Determine the point of intersection.

(a) y = 4x + 6
y = -x + 1

(b) 2x + 5y = 10
x = 10

Please show how to get the point of intersection. thoroughly explain how to get point of intersection.

can someone answer this?

for (a), one method:

y = 4x + 6
y = -x + 1
For the standard equation, y = mx + b,
m is the slope. If m is the same for both equations, the lines are the same or parallel. If parallel, the will not intersect. This is not the case here.
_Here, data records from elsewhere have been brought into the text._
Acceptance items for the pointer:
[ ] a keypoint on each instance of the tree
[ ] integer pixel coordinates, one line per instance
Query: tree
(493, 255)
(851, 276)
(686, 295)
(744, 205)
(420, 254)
The lines do intersect.

There are two equations with two unknowns.
Solve for x and y.
One method, eliminate y by substitution, giving:
4x + 6 = -x + 1
Solve for x.
Then, substitute that value of x into either equation and solve for y.

thanks

( 1 , 0 ) POI for (a)

( 10 , 2 ) POI for (b)

Checking (a) only, (1, 0) is not correct. To check your answer, substitute the values into either equation.

So, y = 4x + 6
substituting your (1,0) answer...
0 = 4(1) + 6
or
0 = 10
which is not equal

A quick check of your answer for b shows a problem.

The second equation is:
2x + 5y = 10
Substituting the answer (10,2)...
2(10) + 5(2) = 10
or
20 + 10 = 10
Not correct

To find the point of intersection, we need to solve the system of equations algebraically. Let's go through each set of equations step by step.

(a) y = 4x + 6 and y = -x + 1:

Step 1: Set the equations equal to each other:
4x + 6 = -x + 1

Step 2: Combine like terms:
4x + x = 1 - 6
5x = -5

Step 3: Solve for x:
x = -5/5
x = -1

Step 4: Substitute the x-value into either equation to find y:
y = 4(-1) + 6
y = -4 + 6
y = 2

Therefore, the point of intersection for these equations is (-1, 2).

(b) 2x + 5y = 10 and x = 10:

Step 1: Substitute the value of x in the first equation:
2(10) + 5y = 10
20 + 5y = 10

Step 2: Solve for y:
5y = 10 - 20
5y = -10
y = -10/5
y = -2

Therefore, the point of intersection for these equations is (10, -2).

To summarize the process:
1. Set the equations equal to each other.
2. Simplify the equations by combining like terms.
3. Solve for one variable to find its value.
4. Substitute the value into either equation to solve for the other variable.
5. Write the coordinates as the point of intersection.

Keep in mind that in some cases, the system of equations may not have a point of intersection or it may have infinitely many solutions.